Happy family outings were what Katy and Al imagined when she learned she was pregnant. They’d hit a rough patch in their 11-year marriage, but planning for the baby brought them closer again. After a bad hospital experience with Jake, Katy decided to have this baby at home with an experienced midwife.
It all went according to plan, and when Al called the hospital about Katy’s abdominal pain, doctors assured him she was fine. But after a few days, as her pain became unbearable, Al drove her to the hospital and insisted she be seen. Three hours later she slipped into a coma. “One doctor pulled me aside,” Al recalls, “and said, ‘She’s going to die.'” Later, doctors at Parkland Memorial Hospital in Dallas, where Katy was transferred for specialized care, told Al there was one slim hope to save her-a quadruple amputation to remove her gangrenous limbs. Pacing the halls, “I thought,” Al recalls, “I was going to explode.” Still, he kept thinking: The children needed their mother, even in a dramatically altered form, and Katy would want to be around to raise them, even if not in the way she’d hoped. He sat at Katy’s bedside and sobbed: “I hope,” he whispered, “you can forgive me.”
These days life at the Hayes home is a work in progress. After Al helps Katy shower and she eats her breakfast, a day nurse helps Katy, who contends with lingering pain. Local fund-raisers (katyhayesfund.com) helped buy the family a handicapped-accessible ranch home and one of two vans, but Al is uncertain how much longer they can afford the nurse on his teacher’s pay. Now that Al is back to work full-time, Amber, a high school junior, cooks, cleans and takes Jake to his martial arts classes. “I feel like a teenage mom, and it’s stressful,” she says. “But my mom blows me away. She accepted what’s happened; she’s moving on. She’s my best friend.”

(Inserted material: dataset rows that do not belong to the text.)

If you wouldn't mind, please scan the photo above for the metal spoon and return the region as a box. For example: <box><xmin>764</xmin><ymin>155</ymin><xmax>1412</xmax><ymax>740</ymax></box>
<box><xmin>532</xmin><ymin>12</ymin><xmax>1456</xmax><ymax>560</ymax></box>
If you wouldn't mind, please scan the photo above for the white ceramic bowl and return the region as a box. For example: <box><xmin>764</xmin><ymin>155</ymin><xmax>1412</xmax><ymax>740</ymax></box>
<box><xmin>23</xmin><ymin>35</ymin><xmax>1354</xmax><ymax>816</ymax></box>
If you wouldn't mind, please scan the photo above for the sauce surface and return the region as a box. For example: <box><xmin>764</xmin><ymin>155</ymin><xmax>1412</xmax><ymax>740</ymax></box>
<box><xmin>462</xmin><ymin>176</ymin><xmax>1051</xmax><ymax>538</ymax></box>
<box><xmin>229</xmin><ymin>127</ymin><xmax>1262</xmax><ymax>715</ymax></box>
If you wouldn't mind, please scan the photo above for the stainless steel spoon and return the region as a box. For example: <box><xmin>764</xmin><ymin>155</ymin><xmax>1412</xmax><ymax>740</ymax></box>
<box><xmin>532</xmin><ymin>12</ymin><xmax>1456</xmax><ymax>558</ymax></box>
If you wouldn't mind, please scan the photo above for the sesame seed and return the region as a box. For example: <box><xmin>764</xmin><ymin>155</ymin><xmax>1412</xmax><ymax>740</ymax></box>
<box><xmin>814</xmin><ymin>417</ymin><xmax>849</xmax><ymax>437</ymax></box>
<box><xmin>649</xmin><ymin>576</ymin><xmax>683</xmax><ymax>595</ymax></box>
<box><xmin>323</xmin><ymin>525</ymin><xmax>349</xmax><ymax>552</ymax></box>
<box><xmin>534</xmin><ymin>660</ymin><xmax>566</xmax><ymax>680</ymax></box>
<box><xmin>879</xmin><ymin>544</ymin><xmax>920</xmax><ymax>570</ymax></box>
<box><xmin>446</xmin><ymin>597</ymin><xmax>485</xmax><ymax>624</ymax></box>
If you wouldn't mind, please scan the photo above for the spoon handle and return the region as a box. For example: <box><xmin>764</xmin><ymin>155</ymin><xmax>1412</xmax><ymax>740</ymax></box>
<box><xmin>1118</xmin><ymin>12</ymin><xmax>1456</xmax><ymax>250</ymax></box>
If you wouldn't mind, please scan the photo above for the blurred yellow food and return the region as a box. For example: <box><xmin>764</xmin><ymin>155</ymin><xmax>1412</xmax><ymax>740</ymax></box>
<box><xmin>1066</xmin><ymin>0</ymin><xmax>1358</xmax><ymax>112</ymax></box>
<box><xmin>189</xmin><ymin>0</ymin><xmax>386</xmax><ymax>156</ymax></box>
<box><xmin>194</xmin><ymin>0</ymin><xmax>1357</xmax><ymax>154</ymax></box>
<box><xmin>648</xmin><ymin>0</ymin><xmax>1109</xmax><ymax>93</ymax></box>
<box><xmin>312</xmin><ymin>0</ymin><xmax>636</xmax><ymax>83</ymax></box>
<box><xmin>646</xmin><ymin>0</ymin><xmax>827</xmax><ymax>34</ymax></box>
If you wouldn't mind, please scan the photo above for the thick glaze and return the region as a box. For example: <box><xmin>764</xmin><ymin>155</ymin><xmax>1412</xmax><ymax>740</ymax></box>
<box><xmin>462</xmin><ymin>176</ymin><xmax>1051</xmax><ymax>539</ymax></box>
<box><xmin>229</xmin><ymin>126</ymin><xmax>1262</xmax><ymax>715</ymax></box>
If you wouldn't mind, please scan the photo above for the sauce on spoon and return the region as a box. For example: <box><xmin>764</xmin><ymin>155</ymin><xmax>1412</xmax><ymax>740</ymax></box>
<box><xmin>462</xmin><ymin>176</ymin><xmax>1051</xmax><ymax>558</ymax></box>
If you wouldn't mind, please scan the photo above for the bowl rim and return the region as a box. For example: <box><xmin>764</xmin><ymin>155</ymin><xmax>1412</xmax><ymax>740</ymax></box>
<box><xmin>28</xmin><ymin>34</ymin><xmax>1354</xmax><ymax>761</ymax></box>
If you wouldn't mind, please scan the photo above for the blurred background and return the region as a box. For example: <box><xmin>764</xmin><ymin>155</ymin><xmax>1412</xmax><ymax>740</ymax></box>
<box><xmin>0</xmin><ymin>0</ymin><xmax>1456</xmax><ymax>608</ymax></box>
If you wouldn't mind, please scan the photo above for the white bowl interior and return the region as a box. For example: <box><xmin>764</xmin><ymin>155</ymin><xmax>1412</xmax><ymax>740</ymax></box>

Talking fashion trends with Amber, playing Boggle with Jake, cracking up over The Daily Show with Al, Katy almost feels like her old self. Then there’s her new self: the one who just started to walk again, with the aid of a nurse and her family cheering her, on her prosthetic legs. A few days later, 1-year-old Arielle took her first wobbly steps. “I love that we are learning to walk together,” Katy says. “It’s a big deal for both of us.”